Weltweit und so auch im Rhein Main Gebiet haben sich Wissenschaftler*innen unter dem Namen Scientists for future in Netzwerken interdisziplinär zusammengeschlossen. Im Angesicht der beispiellosen globalen Klima-, Biodiversitäts- und Nachhaltigkeitskrise wollen sie ihre Stimme für eine sachlich rationale Auseinandersetzung zu erheben und ihre Expertise allen gesellschaftlichen Gruppen zur Verfügung zu stellen. Meine Fraktion hat das Angebot angenommen.

Die Diagnose für Frankfurt ist besorgniserregend und die Therapievorgaben  und die Botschaften verlangen insbesondere in die Stadtentwicklung einen Richtungswechsel. Dahingehend befragt, war die unmissverständliche Ansage: Das Maß der Dinge ist die Reduzierung des CO2 Ausstoßes und Priorität beim Klimaschutz. Klimaallianz und der Masterplan werden anerkannt, aber z.B.  die Regelung, wonach die Klimaauswirkungen in den Vorlagen aus allen Ressorts darzulegen und Lösungen zu benennen sind, wird als unzureichend bezeichnet. Vielmehr müssen für alle Sektoren detaillierte Reduktionspläne erstellt werden inklusive Zeitplänen, Finanzplänen, Überprüfung.

Gefordert wird zudem ein CO2 Lockdown für alle Neubauvorhaben.

Für die Stadtplanung und Entwicklung in der wachsenden Stadt müsse gelten: Alle Neubauten müssen klimaneutral sein, es dürften nur noch Nullenergiehäuser oder Pluseneergiehäuser gebaut werden, Heizung, Lüftung, Kühlung müssen fossilfrei sein.

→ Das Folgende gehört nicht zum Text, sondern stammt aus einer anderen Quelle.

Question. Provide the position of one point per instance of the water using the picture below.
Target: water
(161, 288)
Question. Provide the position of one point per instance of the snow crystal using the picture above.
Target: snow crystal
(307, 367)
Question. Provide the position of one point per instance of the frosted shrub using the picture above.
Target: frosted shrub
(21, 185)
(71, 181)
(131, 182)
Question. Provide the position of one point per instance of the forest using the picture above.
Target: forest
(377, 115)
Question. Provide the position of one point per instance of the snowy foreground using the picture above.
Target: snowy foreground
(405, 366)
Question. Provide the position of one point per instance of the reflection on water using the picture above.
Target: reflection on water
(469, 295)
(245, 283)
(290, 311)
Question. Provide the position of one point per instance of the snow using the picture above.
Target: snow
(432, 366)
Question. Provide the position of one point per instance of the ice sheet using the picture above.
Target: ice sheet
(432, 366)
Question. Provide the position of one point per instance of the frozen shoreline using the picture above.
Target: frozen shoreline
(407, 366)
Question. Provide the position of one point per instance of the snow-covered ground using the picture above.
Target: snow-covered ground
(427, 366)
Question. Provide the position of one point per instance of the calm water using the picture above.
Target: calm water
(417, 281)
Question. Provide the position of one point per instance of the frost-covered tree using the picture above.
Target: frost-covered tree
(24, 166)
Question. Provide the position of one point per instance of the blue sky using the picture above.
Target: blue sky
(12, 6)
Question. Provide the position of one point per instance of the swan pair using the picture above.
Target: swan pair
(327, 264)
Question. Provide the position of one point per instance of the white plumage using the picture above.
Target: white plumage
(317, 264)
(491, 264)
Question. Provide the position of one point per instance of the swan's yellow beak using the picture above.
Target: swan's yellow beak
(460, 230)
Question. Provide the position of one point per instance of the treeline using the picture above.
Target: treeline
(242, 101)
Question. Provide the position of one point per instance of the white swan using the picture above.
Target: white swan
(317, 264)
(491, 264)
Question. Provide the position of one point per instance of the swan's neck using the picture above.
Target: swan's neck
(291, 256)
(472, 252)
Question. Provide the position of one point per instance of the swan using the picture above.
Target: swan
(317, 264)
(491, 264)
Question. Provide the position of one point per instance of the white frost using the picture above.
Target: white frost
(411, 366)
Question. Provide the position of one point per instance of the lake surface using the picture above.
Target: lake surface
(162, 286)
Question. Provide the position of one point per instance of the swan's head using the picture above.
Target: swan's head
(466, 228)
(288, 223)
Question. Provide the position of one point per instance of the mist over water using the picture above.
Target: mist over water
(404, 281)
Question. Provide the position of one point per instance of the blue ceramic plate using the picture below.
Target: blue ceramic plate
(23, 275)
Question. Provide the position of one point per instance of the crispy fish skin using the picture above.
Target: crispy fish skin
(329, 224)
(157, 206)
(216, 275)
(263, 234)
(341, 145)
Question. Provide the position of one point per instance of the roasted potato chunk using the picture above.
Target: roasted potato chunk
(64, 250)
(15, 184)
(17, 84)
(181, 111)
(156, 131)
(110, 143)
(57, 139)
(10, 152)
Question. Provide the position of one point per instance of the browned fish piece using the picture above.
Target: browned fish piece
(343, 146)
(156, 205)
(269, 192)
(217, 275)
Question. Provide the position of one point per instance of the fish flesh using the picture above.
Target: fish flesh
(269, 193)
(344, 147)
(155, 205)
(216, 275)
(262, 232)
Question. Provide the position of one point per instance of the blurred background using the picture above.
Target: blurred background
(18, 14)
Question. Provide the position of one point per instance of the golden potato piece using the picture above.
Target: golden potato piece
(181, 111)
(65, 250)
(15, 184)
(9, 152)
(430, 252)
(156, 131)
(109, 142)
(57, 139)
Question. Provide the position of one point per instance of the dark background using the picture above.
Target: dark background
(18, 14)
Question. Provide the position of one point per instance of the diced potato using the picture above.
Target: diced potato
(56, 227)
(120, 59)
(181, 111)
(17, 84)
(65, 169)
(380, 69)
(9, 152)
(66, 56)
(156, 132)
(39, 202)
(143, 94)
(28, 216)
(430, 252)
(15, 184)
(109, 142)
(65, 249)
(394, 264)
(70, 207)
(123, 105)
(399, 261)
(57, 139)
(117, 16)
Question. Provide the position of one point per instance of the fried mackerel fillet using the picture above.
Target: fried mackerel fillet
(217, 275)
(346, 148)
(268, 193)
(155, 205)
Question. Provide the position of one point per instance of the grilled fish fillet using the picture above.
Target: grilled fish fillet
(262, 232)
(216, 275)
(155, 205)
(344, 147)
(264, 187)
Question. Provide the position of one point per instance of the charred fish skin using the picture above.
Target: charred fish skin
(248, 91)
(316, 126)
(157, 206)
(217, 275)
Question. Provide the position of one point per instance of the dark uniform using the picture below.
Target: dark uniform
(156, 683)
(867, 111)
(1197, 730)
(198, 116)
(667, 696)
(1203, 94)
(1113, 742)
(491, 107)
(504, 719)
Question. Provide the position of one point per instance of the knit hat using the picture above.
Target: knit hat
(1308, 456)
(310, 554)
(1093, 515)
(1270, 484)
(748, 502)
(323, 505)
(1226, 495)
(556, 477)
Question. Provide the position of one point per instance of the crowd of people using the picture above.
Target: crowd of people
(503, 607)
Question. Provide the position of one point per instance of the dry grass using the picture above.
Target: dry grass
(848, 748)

Nur dann seien die Klimaziele zu erreichen, so lautet der Befund. Auf die Frage der Kosten dieser Bauweise und deren sozialen Dimension ist die Aussage ebenso eindeutig. Mit Blick auf die unausweichliche Co2 Besteuerung kann es gerade im sozial geförderten Wohnungsbau keine Alternativen geben, wenn die 2. Miete nicht mittelfristig die erste übertreffen soll. Veränderungen im Bestand sind zu langsam, um die Ziele des Pariser Klimaschutzabkommens und unseres Masterplans zu erreichen. Der eigentliche Hebel liege bei Neubauten aller Art.

Geht doch alles nicht? Es muss! Nicht nur der Planet, auch unsere Stadt ist mitten in der Klimakrise und Deutschland und Frankfurt tragen überproportional zur globalen Erwärmung bei.

Wir sind gefährliche CO2 Spreader.

Die Corona Pandemie habe gezeigt, so war zu lesen, dass die Menschheit sich offenbar nur dann ernsthaft für Katastrophen interessiert, wenn sie nicht mehr aufzuhalten sind. Bei Corvid 19 haben wir die Kurve vermutlich gerade noch gekriegt.

Schaffen wir das auch bei der Klimakrise?

Wir alle sind jedenfalls dafür gewählt.